L’economia italiana durante il primo Ottocento

L’economia italiana nel Primo Ottocento.

Il tratto distintivo dell’economia italiana nella prima metà del XIX secolo era costituito dall’assoluta prevalenza dell’agricoltura sugli altri settori produttivi e dal lento sviluppo dell’attività industriale, per lo più ancora legata a metodi di produzione artigianali. Se nelle campagne della pianura padana iniziava a svilupparsi un sistema di stampo capitalista della coltivazione delle terre, basato fondamentalmente sulla concessione in affitto dei terreni a imprenditori privati e sulla retribuzione salariale della mano d’opera, il resto della penisola rimase più che altro legato alle forme arcaiche della mezzadria e del latifondo. Alle tradizionali coltivazioni della vite e dei cereali si affiancarono progressivamente colture specializzate come quella del gelso per i bachi da seta, la canapa, gli agrumi e il riso. Sul piano industriale il settore tessile e quello alimentare furono notevolmente stimolati dalla crescita improvvisa della domanda internazionale, che spinse addirittura alcuni Stati italiani a riconsiderare la politica protezionista fino ad allora adottata, mentre sul piano dello sviluppo di un mercato nazionale le difficoltà rimasero assai gravi.

A impedire il decollo della domanda interna contribuivano la frammentazione politica della penisola in diversi Stati tra loro decisamente differenti, l’assenza di un’unione doganale sul modello tedesco (cui si opponevano apertamente sia l’Austria che il Regno delle Due Sicilie), il grave ritardo nella costruzione di una rete ferroviaria che fungesse da stimolo diretto al commercio e, non da ultimo, le ataviche condizioni di indigenza in cui viveva la gran parte della popolazione. Un dato pressoché uniforme che emerge dall’analisi della condizione in cui versavano le campagne italiane durante la prima metà dell’Ottocento è costituita dall’aumento della miseria contadina.
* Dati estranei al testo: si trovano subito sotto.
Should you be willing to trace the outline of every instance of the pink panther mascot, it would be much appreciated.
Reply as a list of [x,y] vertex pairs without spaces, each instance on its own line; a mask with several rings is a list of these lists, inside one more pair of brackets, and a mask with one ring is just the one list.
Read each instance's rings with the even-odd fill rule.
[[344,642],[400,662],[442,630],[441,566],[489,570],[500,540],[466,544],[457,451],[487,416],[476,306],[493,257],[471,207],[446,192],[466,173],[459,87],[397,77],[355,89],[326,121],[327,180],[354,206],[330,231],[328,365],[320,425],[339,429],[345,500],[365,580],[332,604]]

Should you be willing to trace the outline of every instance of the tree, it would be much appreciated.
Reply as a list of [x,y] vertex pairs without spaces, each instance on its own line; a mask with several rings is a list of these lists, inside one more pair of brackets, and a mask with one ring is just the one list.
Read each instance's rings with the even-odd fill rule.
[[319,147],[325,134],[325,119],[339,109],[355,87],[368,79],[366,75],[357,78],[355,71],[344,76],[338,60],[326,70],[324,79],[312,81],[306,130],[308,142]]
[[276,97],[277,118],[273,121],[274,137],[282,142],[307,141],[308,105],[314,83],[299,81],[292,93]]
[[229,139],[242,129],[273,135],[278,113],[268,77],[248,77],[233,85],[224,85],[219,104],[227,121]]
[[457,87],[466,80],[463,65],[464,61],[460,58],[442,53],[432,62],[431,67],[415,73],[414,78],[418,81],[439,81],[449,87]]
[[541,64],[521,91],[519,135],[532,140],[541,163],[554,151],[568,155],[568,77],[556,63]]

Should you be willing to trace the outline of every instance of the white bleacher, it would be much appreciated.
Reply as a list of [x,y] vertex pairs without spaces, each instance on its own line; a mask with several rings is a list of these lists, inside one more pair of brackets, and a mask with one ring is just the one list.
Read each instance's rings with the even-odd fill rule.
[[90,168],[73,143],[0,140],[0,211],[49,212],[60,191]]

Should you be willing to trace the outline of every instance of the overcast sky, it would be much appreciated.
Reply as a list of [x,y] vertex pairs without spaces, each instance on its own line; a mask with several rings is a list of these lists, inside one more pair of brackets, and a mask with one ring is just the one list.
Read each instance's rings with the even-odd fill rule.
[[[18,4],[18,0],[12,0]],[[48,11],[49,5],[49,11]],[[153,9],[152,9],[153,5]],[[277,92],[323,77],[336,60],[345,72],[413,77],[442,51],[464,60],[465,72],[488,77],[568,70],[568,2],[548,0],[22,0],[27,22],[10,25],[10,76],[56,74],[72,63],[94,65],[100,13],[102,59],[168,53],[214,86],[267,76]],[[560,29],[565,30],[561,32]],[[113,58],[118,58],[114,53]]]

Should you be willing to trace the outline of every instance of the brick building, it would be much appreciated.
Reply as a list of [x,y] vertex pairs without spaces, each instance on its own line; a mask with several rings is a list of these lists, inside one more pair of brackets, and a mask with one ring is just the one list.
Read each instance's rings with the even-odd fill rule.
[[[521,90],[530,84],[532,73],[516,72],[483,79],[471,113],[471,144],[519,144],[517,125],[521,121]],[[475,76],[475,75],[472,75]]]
Le condizioni igieniche disastrose come anche il vitto scarso e spesso poco nutriente portarono alla diffusione di malattie sociali (la pellagra, per esempio), mentre nelle zone paludose la malaria assunse spesso proporzioni epidemiche. La diffusione di un’agricoltura organizzata con metodi capitalisti in Lombardia, Piemonte ed Emilia Romagna favorì l’impiego di manodopera salariata e la formazione di una classe di contadini senza terra. Molti braccianti, non riuscendo a ottenere stabili contratti di lavoro con gli affittuari dei terreni, potevano contare solo sulle precarie assunzioni giornaliere legate all’andamento dei raccolti. La crescita demografica, lenta ma costante, fu tuttavia accompagnata dall’aumento del tasso di mortalità, mentre si moltiplicarono le esposizioni degli infanti legittimi che le famiglie non riuscivano a sfamare.